A significant perspective of this study is that it updates metabolic changes studied in bulk with single-cell resolution to unveil what subpopulations are specifically responsible for driving these changes. Despite recent advances in single-cell methods, single-cell metabolomic analyses have been limited. For example, previous single-cell metabolic studies used custom-designed assays or cytometry by time of flight, limiting the number of simultaneously quantifiable metabolic markers.
This new study approach combining large-scale, single-cell transcriptomic data with an extensive panel of plasma metabolites/proteins widens the view to permit the study of metabolic changes within the context of detailed, known metabolic pathways in the setting of acute viral infection and likely other diseases. Label-free methods of metabolite measurement, permitting general rather than selective detection of metabolites in live single cells, may provide another insightful omics layer.
Co-first and co-corresponding author Dr Yapeng Su, a research scientist at Institute for Systems Biology further added, "We have found metabolic reprogramming that is highly specific to individual immune cell classes (e.g. "killer" CD8+ T cells, "helper" CD4+ T cells, antibody-secreting B cells, etc.) and even cell subtypes, and the complex metabolic reprogramming of the immune system is associated with the plasma global metabolome and are predictive of disease severity and even patient death. Such deep and clinically relevant insights on sophisticated metabolic reprogramming within our heterogeneous immune systems are otherwise impossible to gain without advanced single-cell multi-omic analysis."

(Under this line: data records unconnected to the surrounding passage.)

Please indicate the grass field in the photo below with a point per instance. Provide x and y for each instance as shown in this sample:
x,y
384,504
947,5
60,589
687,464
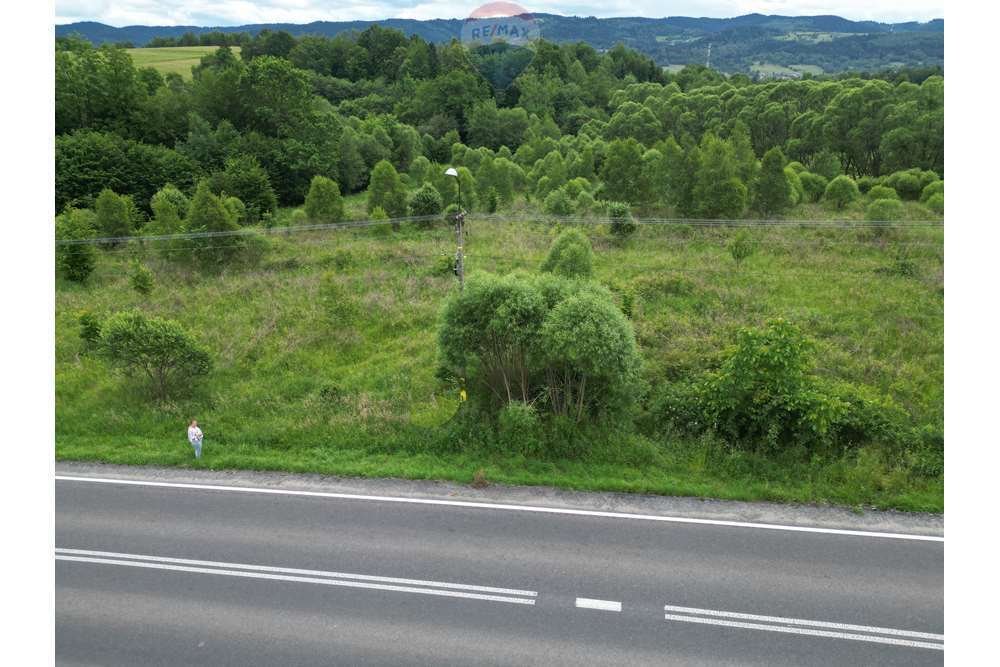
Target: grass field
x,y
179,59
325,354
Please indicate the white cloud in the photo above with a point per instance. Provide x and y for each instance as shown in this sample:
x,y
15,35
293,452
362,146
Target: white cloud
x,y
239,12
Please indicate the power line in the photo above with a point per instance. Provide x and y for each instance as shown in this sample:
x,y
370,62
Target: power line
x,y
496,217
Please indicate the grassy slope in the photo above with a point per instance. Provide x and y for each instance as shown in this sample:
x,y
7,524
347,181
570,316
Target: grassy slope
x,y
179,59
325,355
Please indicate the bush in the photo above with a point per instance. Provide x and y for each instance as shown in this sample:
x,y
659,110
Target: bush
x,y
884,210
591,357
159,350
936,203
570,256
323,202
937,187
813,185
906,183
882,192
763,395
519,429
141,279
622,223
426,201
90,331
841,191
236,208
114,215
741,246
558,202
76,261
243,177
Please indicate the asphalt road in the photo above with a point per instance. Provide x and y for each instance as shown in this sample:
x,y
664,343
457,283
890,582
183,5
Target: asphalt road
x,y
183,576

Dr Jim Heath, president and professor of ISB and co-corresponding author on the paper added, “This study provides significant insights for developing more effective treatments against COVID-19. It also represents a major technological hurdle. Many of the data sets that are collected from these patients tend to measure very different aspects of the disease, and are analyzed in isolation. Of course, one would like these different views to contribute to an overall picture of the patient. The approach described here allows for the sum of the different data sets to be much greater than the parts, and provides for a much richer interpretation of the disease."
The study team added, “Our analysis resolved significant alterations in metabolic pathways in the COVID-19 immune response and resolved their contrasts with PBMCs in sepsis and HIV. The function and molecular interactions of many of the involved individual metabolites and metabolic pathways, and how they relate to disease, are often poorly understood, but the data and methodology provided here should guide hypothesis development to further elucidate immune metabolic mechanisms for identifying therapeutic targets against COVID-19 and other diseases.”